Through our struggle and belief in democracy, we have gone:

•From villages of rubble to modern shopping malls and family entertainment centers

•From an economy that was stifled and controlled where all profits were held by a very small group of political elites in the capital to one where private industry and foreign investment is thriving

•From a place where it was difficult to find a school and suitable home, where education was mired in state propaganda and false history, to one where a plethora of private and public institutions now offer internationally-accredited degrees and where our people have access to the global stream of information.

This is the transformational power of freedom and democracy. There is nowhere else in the modern world that stands more resolutely as a success story of democracy’s ability to unleash the potential of a long-suffering nation than the Kurdistan Region of Iraq.
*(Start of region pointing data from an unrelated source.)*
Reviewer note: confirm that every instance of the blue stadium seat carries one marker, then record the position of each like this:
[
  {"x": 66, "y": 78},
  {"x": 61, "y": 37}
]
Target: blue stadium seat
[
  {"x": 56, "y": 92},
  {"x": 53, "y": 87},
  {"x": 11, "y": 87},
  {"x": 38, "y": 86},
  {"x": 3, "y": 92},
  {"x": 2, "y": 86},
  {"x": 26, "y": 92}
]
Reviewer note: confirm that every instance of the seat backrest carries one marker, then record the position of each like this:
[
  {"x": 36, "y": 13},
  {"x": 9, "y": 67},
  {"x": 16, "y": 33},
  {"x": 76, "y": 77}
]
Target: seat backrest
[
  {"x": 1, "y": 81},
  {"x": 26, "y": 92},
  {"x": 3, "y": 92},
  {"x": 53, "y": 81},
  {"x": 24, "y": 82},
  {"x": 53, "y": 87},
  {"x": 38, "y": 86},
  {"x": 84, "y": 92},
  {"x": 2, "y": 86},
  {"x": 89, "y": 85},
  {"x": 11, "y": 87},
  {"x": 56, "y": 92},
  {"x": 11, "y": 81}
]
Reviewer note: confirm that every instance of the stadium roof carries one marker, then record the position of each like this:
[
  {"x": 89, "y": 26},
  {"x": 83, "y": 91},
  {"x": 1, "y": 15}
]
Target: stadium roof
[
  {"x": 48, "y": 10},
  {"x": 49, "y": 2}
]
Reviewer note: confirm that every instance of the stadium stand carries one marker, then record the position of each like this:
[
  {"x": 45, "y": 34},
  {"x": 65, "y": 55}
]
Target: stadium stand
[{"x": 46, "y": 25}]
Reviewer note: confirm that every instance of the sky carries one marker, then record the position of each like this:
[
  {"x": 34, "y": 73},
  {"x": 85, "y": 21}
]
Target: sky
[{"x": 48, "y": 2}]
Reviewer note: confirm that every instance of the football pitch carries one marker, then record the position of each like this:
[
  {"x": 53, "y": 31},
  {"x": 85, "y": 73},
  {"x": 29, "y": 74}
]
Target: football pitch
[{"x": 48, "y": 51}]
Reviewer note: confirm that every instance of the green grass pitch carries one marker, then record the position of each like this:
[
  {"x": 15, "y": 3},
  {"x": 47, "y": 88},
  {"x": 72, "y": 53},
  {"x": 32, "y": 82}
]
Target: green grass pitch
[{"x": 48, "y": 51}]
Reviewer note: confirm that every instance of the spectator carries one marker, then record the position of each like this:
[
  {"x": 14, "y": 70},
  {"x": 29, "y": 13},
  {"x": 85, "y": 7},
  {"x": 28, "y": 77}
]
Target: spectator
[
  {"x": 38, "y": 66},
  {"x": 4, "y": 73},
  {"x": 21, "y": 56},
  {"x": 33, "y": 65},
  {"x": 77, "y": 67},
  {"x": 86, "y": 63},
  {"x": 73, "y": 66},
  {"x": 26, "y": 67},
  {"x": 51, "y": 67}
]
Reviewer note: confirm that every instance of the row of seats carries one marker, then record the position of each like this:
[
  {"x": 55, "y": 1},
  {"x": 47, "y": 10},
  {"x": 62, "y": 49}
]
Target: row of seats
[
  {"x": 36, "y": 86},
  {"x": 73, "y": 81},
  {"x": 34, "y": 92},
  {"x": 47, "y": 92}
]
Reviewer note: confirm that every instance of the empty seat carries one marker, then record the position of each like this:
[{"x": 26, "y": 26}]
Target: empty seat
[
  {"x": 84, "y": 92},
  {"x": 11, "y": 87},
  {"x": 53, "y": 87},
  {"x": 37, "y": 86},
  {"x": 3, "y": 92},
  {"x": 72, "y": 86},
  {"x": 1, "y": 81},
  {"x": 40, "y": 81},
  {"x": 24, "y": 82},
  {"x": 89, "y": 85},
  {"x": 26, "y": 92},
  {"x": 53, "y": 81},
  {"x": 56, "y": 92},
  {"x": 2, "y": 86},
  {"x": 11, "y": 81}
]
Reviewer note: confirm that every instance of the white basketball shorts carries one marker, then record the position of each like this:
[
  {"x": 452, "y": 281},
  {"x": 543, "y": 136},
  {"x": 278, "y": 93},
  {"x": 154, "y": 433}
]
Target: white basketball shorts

Where Kurds once fought for their very survival from the genocidal policies of a dictator, where we were once locked in a zero-sum struggle with a state that was supposed to protect us, but instead sought to destroy us, democracy and federalism now offers us the opportunity to contribute to the building of a truly strong state, one that aids its citizens in realizing their own dreams and destinies. Our success is the success of a long historical march. We are extremely proud of our record of consistently working for this day and the rights of the Iraqi people, both as a liberation movement and now as a government.

In closing, we should recall that while the nations of the world welcomed the Arab Spring, there are still great and daunting questions about the Arab Summer. The fate of millions of people in the Middle East hangs in the balance as the new democratic orders takes hold. For Kurds our “Spring” required nearly three decades of suffering beyond imagination. But we have survived, preserved, and we are now prospering. We hope that others can look at us as something of an example, and a clear illustration that the democratic wave can bring a better life to all people.

I commend you, the members of the NATO Parliamentary Assembly in your efforts to promote peace, democracy, tolerance and coexistence. The Kurdistan Region stands with you in these efforts. Together we have a bright future ahead of us and we look forward to the continued cooperation of our people to prevent tyranny and ensure global progress on the values that unite us.

I wish you great success and once more, thank you for this opportunity to speak with you.